As the employees of the kindergarten asked Hiroko’s son, Akio Takahashi (Kai Iruma) to take over the kindergarten management, he discussed with them whether they wanted to stay further with the name “Steiner”. Since it became clear that they did not feel confident about Waldorf, but they had been doing was what they were told to do, they came to the agreement that they would not call themselves “Steiner” any more, but simply strive to carry out what they feel is good for children in a way they could hold themselves accountable for what they do.

Thus most of the Waldorf-oriented elements, which the teachers had been practicing up to then, have been maintained, and other elements from the local culture have been consciously integrated into our kindergarten, but we do not claim to be a “Waldorf” or “Steiner” kindergarten.

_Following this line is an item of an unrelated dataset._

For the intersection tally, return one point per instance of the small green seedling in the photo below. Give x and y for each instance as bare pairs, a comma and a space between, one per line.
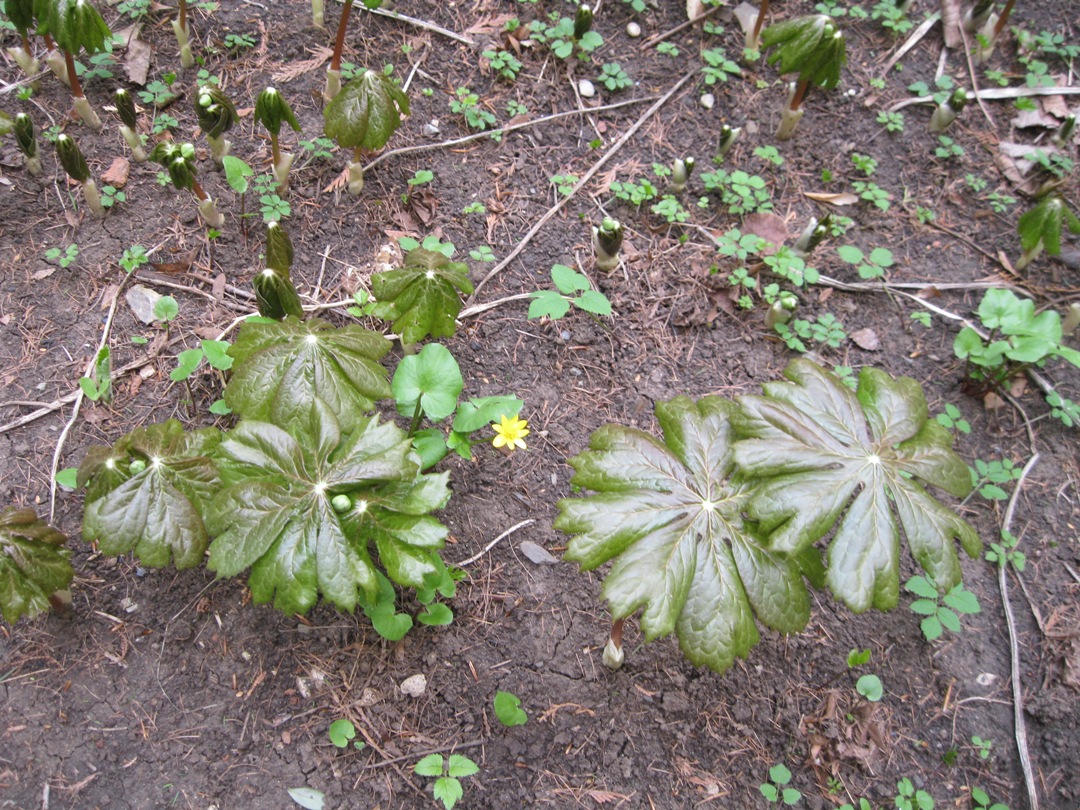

Instead, for us to simply be what we are, namely “Mifuji” Kindergarten, we have developed our own vision, as seen throughout in this website, in which each one of us agrees on what we are striving for: we would like to prepare the grounds for each individual child to grow to truly believe in her- or himself, that is, in what they think, feel and will.

In this way, what we have imported from the West, -Anthroposophy-, will be reborn from within each one of us and lead to a new form of Waldorf education in Japan, in Asia.